As had been in the past, in this Constitutional era, too, the BNI is still being accused of murderous forms of interrogation, torture and brutalities and unwarranted arrest and harassment against citizens. The arrest and detention of Hon Asamoah-Boateng over complicity over a contract amounting to GH¢86,000 for renovation works at the Ministry of Information and the death of one Maikankan- a 34-year-old NPP activist from Kotobabi at the BNI offices amid police deployed teargas fire; not forgetting the death of a ‘5-months pregnant’ woman- a 29-year-old Celestina Tsekuma- the wife of one Godson Atitsogbui of Maamobi, over purported debts she owed which many say was purely police matter, as well as countless unreported episodes, as well as that of Hon Kennedy Agyapong and FONKAR Owusu-Bempa, the question being asked is: how long must the BNI continue to impose itself on us with their code of ethics shrouded in secrecy?
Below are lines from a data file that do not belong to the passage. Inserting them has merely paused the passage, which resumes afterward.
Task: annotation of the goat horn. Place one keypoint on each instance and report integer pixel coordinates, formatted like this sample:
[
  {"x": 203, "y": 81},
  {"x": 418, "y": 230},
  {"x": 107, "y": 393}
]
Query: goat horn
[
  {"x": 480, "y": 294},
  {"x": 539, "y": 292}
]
The answer probably lies with Kumi Ansah-Koi:
“Act 526, discussed above, states at Article 17(1) that ‘the President shall assign ministerial responsibility for the Intelligence Agencies to such Minister as the President shall deem fit’. At 17(ii), ‘the Minister assigned responsibility under subsection (i) of the section shall in respect of each year, submit a report to Parliament on the Intelligence Agencies’. None of that has been done, so far, and the government has offered no explanation; one is hard put to fathom the reasons or justification for such a failure.” The MI5- the UK’s Intelligence Oganization- responsible for protecting the UK, its citizens and interests, at home and overseas, against threats to national security writes at its website (FAQs): “In a democratic society, it is vital that a security intelligence agency should be well regulated by law and subjected to rigorous oversight. There should be as much transparency as is possible to achieve without compromising our operations.” JusticeGhana advocates that such openness is long overdue in Ghana.